El Instituto Colombiano de Bienestar Familiar (ICBF) informó que, a menos de un mes del terremoto que afectó varias zonas del país, ha atendido a 4.327 personas en el departamento de Caldas. La atención se realizó en la ciudad de Manizales y en los municipios de Riosucio, Risaralda, San José, Anserma, Belalcázar, Viterbo, Aranzazu, Palestina y Aguadas.
Despliegue y apoyos entregados
El ICBF dispuso cuatro unidades móviles —una de ellas para Caldas y tres en Antioquia— con el fin de llevar atención territorial a las familias afectadas. Como parte de la respuesta humanitaria, las autoridades entregaron insumos nutricionales y donaciones gestionadas con empresas y entidades aliadas.
| Concepto | Cantidad |
|---|---|
| Personas atendidas | 4.327 |
| Unidades de Bienestarina líquida | 17.424 |
| Unidades de Bienestarina en polvo | 195 |
Además de los alimentos de alto valor nutricional, el ICBF coordinó la recepción y distribución de donaciones con empresas como Colgate, Deprisa, Envía, Industrias Chef, Interrapidísimo, KOS, Servientrega, Skechers y Tecnoquímicas, y con apoyo de entidades públicas incluyendo la Consejería Presidencial para los Derechos Humanos y DIH, USAID y la Vicepresidencia de la República.
Atención a la niñez y centros afectados
El reporte también destaca que siete Centros de Desarrollo Infantil (CDI) resultaron afectados por el temblor en varios municipios del departamento. En respuesta, el ICBF activó un plan de flexibilización que incluye:
- Atención pedagógica alternativa.
- Entrega de raciones preparadas para garantizar la alimentación.
- Habilitación de espacios comunitarios para la atención y cuidado de la niñez.
Estas medidas buscan reducir las interrupciones en los procesos de atención temprana y proteger los derechos de los niños y niñas mientras se realizan las evaluaciones y reparaciones necesarias en la infraestructura afectada.
Transición de albergues y continuidad de acompañamiento
Según el ICBF, la atención directa en los albergues del departamento ya concluyó por el egreso de las familias que recibían alojamiento temporal. No obstante, el instituto mantiene presencia en territorio con servicios claves: atención psicosocial, valoración nutricional de menores y caracterización de familias para activar rutas de prevención y protección.
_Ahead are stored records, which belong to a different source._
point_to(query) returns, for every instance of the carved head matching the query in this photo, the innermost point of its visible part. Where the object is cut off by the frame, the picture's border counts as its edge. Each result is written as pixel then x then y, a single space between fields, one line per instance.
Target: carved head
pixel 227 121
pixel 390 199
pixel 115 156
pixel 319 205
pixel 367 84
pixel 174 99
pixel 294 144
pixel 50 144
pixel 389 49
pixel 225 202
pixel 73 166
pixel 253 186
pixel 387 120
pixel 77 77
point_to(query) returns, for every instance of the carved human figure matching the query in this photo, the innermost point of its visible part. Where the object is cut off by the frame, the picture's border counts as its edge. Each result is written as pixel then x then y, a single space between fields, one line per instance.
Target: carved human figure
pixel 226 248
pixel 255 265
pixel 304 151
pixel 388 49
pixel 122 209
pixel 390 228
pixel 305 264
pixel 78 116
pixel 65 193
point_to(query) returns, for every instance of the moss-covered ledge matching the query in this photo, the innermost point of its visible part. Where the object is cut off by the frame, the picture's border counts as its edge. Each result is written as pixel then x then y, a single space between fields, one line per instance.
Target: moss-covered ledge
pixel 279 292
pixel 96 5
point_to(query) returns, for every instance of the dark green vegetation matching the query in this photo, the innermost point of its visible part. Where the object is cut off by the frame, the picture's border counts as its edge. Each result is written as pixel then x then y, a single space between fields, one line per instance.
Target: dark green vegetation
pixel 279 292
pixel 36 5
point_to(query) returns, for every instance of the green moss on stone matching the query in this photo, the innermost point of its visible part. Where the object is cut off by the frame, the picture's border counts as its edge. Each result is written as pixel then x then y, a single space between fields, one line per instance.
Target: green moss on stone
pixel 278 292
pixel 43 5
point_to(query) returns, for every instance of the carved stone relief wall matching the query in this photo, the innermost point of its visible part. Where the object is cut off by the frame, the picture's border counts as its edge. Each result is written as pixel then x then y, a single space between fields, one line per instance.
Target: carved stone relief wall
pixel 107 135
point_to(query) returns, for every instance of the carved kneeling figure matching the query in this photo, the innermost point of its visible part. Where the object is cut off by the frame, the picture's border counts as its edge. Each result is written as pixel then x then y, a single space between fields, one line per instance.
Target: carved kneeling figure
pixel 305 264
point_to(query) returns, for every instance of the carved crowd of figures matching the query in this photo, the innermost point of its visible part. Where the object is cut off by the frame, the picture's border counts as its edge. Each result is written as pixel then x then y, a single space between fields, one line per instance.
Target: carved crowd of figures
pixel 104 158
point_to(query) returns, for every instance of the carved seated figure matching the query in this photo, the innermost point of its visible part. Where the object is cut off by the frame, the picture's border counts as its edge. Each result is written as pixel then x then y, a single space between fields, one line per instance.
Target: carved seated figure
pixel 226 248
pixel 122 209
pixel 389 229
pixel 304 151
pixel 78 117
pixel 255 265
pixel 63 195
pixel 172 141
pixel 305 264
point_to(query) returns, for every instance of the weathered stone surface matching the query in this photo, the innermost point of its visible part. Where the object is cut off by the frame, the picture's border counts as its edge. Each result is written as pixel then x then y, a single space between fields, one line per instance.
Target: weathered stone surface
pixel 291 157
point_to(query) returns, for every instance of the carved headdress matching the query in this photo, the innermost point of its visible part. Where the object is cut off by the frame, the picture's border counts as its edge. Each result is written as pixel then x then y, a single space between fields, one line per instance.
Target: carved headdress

El documento oficial subraya que mantener estos servicios en el poscrisis es fundamental para garantizar la recuperación integral de la población infantil y adolescente, y para orientar la entrega de ayudas en función de necesidades reales detectadas en campo.
Coordinación interinstitucional y logística
La operación en Caldas incluyó labores de gestión logística realizadas por la Regional Caldas del ICBF y personal de la Dirección General, que canalizaron apoyos con los aliados privados y las entidades gubernamentales mencionadas. Entre los aportes recibidos estuvieron pañales, kits de higiene oral, ropa y alimentos, destinados a complementar la respuesta estatal.
La entidad insiste en que su trabajo continúa en los territorios afectados “por la niñez, la adolescencia y las familias de Colombia”, y que mantendrá las acciones necesarias mientras persistan las necesidades derivadas del sismo.
Para los ciudadanos afectados o para quienes deseen colaborar, el ICBF dispone de canales institucionales de información y recepción de donaciones; las autoridades locales y las sedes regionales son los puntos de referencia para coordinar entregas y orientaciones.
La atención del ICBF en Caldas refuerza la respuesta humanitaria tras el terremoto y pone el foco en la protección de los más vulnerables: la niñez y las familias que requieren acompañamiento psicosocial, nutricional y pedagógico en la fase de recuperación.